Speaking at an Oireachtas finance committee meeting, Mr O'Sullivan also said that the bank has identified up to 1,000 struggling buy-to-let borrowers to avail of a recently-announced plan to offer to forgive any arrears or shortfalls on a sale of a property if they agree to a voluntary surrender.
So far, the bank has written to 600 of these customers and it expects “a lot” of these to take up the offer.
This week, AIB became the first Irish bank to launch an enhanced mortgage-to-rent scheme following a move by the Government this year to modify a previous plan that had limited take-up in recent years.
The bank is working with the debtors advocate David Hall's Irish Mortgage Holders Organisation (IMHO) and new iCare Housing company.
Under the scheme, AIB will give iCare €100 million to buy properties, which will be rented back to families who forfeit ownership of the homes, and who qualify for social housing, in return for a long-term lease.
Under the plan, the customer’s residual mortgage debt, following the property sale, is fully written off.
Mr O’Sullivan didn’t identify PTSB’s “preferred partner” for the mortgage-to-rent blueprint it is working on.
Meanwhile, PTSB has revealed that its level of overcharged mortgage borrowers on rates that track the European Central Bank has risen.
PTSB was the first Irish bank to identify overcharging in its loan books, when it disclosed in July 2015 that 1,372 customers had been affected as the bank wrongly denied them their contractual rights to an ECB tracker rate, typically after a period on a fixed rate.
Ger Mitchell, a senior PTSB executive who is in charge of the review, said that 98 per cent of these customers have been redressed and compensated, though 247 individuals subsequently lodged appeals against the bank’s remediation plan.

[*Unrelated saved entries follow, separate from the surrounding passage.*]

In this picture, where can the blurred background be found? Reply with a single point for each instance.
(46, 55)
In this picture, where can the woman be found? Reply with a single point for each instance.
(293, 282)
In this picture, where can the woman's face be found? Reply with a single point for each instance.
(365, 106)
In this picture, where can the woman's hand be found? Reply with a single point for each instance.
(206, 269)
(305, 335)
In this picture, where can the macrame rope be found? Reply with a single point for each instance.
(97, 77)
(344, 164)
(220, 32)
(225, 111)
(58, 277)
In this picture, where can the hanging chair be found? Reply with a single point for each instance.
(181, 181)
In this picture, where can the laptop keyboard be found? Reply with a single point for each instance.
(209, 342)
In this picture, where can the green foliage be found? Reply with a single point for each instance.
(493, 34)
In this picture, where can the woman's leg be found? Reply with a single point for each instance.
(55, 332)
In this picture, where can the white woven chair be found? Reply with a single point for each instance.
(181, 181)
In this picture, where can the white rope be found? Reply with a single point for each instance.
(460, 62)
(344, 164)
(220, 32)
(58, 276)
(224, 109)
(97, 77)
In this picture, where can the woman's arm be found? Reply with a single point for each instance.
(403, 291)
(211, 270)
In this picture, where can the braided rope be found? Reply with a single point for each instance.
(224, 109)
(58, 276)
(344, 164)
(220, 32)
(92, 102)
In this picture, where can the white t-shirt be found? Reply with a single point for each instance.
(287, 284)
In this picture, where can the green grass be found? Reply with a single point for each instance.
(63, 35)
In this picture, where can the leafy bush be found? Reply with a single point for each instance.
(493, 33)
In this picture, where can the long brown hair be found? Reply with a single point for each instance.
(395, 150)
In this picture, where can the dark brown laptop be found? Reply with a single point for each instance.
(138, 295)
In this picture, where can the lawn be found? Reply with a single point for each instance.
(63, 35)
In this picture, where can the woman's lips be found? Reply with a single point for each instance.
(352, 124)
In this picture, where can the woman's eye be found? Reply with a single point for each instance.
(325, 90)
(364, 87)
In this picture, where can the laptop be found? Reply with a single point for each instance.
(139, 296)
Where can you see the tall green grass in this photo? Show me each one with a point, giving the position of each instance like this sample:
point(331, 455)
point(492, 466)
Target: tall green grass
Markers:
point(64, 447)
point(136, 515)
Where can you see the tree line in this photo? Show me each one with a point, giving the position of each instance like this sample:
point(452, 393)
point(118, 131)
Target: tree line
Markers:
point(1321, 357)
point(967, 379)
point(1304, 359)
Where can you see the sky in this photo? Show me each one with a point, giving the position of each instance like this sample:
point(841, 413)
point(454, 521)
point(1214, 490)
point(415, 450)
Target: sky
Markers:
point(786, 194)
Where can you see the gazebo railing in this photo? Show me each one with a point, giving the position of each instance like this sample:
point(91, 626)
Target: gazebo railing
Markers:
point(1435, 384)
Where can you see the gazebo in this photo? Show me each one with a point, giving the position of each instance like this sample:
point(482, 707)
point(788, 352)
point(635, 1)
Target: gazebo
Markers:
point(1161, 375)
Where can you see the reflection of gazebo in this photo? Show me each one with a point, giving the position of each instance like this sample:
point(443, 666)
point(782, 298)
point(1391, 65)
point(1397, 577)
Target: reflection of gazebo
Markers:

Some 67 of customers’ cases were upheld by two independent appeals panels.
Meanwhile, Mr Mitchell said that the bank has identified 579 additional cases of tracker mortgage overcharging, as part of a review which the Central Bank ordered the State’s lenders to carry out in late 2015. That’s up 182 such cases that it had found as of the end of March, according to previous correspondence with the Oireachtas committee, which The Irish Times reported in June.
Mr Mitchell said that PTSB aims to have the additional customers “remediated fully before the end of the year”.